New Year's Revelations
Saturday, January 01, 2011
I'm not big on New Year's Resolutions. That's not to say I haven't made more than my fair share over the years but, given that they've generally all fallen through within a few days of their conception, I haven't really benefitted from the exercise. So - I don't make resolutions.
Instead, I use the end of the year as a time to reflect on the many great teachings of the previous year. What did I achieve? What did I learn? What changed for the good or the bad or, more importantly, what started out bad before goodness crept into it? How did I expand my energy last year? What did I create? Who was I and what am I poised to become?
These are all good questions for me to look into and I am fortunate to have a variety of journals that help me sort it all out. My gratitude journal, my health diary, my affirmation journal and even my daytimer all pitch in with the tidbits of my life last year that help me stitch together a comforting quilt of personal growth.
I've had a great year!! I know that sounds crazy as I continue to deal with my DD's recouperation after 4 months of hideous illness that has left her with permanent vision damage and other ongoing problems but I have learned so much from her and from this time! I feel confident in the strength of our adult relationship and what we will endure. I trust my family and friends to care for me when I need them. I can ask for help! I don't have to do this or anything else alone. I can make the changes I want in my life. These are things I have learned through this and I'm blessed to have been taught them.
I had some great physical achievements this year as well. Running a full marathon when once I couldn't run to the end of my driveway will remain an ultimate high point of my life. Returning with my DH to a favourite wilderness park from our early married days and canoeing for a week more than 100 kms into the backcountry is another achievement. Healing from injuries without losing my focus, without succumbing to depression, without throwing my hands into the air and diving headfirst into a bag of chips - this resilience is new to me and it's an achievement all its own. So much to celebrate.
At the end of August, I was ready to change my career path - get out of management and back to helping people in a more direct way. I made some decisions about what I would do then got sidetracked by Gill's needs.
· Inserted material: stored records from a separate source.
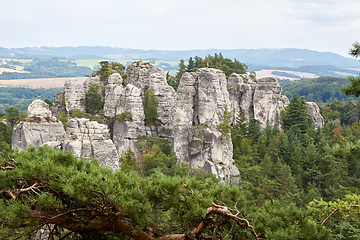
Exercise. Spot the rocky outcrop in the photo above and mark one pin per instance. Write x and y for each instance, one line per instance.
(259, 98)
(124, 133)
(201, 101)
(38, 129)
(189, 119)
(74, 96)
(315, 115)
(88, 139)
(59, 104)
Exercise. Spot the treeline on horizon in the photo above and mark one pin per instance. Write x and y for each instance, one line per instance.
(296, 183)
(46, 68)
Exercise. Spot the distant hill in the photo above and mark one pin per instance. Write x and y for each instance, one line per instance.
(284, 57)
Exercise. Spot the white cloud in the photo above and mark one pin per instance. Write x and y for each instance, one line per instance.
(324, 25)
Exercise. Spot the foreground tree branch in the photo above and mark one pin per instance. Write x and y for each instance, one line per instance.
(106, 222)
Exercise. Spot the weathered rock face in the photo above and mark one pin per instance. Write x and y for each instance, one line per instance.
(39, 128)
(88, 139)
(59, 104)
(259, 98)
(315, 115)
(74, 96)
(189, 118)
(201, 101)
(124, 133)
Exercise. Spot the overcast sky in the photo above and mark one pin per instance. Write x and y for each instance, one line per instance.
(321, 25)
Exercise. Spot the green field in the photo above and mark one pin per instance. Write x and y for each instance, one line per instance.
(93, 62)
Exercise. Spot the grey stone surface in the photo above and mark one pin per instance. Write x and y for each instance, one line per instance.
(38, 129)
(315, 115)
(189, 118)
(88, 139)
(259, 98)
(74, 96)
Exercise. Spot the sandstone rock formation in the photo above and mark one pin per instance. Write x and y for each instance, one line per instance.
(74, 96)
(315, 115)
(259, 98)
(88, 139)
(38, 129)
(189, 118)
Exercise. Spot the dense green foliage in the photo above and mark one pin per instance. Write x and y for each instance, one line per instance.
(150, 104)
(21, 97)
(319, 90)
(296, 183)
(290, 181)
(296, 114)
(47, 68)
(93, 99)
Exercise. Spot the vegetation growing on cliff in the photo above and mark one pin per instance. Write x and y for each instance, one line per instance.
(93, 99)
(217, 61)
(150, 104)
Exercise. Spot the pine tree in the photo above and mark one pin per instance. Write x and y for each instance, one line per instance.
(181, 71)
(296, 114)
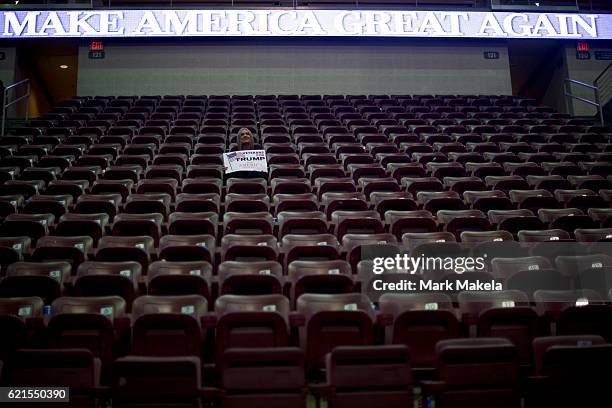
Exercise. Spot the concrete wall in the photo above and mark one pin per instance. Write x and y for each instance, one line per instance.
(7, 66)
(295, 67)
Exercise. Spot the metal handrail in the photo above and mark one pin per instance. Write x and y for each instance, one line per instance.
(596, 102)
(6, 104)
(605, 71)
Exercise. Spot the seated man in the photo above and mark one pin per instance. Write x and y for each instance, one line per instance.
(246, 141)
Today I stand poised to begin my new life - classes start soon and I'm ready for it!
So, here I sit on January first looking back and marvelling over what I've been given in learning and opportunity and what I have done with my portion of the abundance that is available to each of us! It was, as I said earlier, a great year.
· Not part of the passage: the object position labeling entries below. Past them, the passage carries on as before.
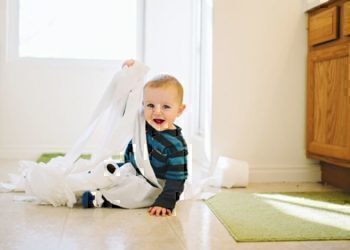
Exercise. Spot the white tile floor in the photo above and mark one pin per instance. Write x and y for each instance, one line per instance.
(29, 226)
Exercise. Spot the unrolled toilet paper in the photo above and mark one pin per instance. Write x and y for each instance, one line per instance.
(230, 173)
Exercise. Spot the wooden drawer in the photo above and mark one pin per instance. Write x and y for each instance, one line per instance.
(323, 26)
(346, 20)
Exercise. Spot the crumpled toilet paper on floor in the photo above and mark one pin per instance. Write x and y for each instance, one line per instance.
(230, 173)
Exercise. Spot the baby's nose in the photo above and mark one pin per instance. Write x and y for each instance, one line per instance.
(157, 109)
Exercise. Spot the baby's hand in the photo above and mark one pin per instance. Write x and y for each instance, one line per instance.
(128, 63)
(159, 211)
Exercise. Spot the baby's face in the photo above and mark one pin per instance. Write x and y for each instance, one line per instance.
(161, 107)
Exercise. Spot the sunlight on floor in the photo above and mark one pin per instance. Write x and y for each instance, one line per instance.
(321, 212)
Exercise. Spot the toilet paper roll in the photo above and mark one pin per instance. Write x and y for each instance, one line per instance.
(230, 173)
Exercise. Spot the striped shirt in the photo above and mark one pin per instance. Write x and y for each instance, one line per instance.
(168, 157)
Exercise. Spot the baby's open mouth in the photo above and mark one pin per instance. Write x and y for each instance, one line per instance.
(158, 121)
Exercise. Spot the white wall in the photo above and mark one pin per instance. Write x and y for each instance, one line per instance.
(259, 84)
(45, 105)
(168, 45)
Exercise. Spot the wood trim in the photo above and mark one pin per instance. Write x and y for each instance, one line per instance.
(323, 26)
(346, 19)
(334, 52)
(336, 176)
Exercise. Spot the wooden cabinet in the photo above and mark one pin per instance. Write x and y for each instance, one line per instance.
(328, 91)
(323, 26)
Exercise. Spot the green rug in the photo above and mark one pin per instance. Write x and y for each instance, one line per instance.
(253, 217)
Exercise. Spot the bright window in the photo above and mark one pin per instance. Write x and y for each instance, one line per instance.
(79, 29)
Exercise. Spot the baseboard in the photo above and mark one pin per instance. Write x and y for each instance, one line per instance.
(32, 152)
(285, 173)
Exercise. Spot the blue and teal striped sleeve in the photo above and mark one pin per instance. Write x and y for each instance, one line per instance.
(175, 177)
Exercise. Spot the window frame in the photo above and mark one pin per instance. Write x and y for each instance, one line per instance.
(12, 41)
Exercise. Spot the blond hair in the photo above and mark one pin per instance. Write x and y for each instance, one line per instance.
(166, 81)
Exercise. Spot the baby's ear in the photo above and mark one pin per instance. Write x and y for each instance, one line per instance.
(181, 109)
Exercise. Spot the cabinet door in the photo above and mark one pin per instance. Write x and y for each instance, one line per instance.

So, there won't be any resolutions made today. Instead I intend to open myself up to whatever this year plans to reveal to me. I am making change to my life and I have some physical, intellectual and emotional goals I hope to reach this year but I can't plan ahead on what this year will choose to offer me! I will simply get up every morning with the intention of doing the best I can for myself and be open to what is returned to me.
I'm already pretty sure it'll be great!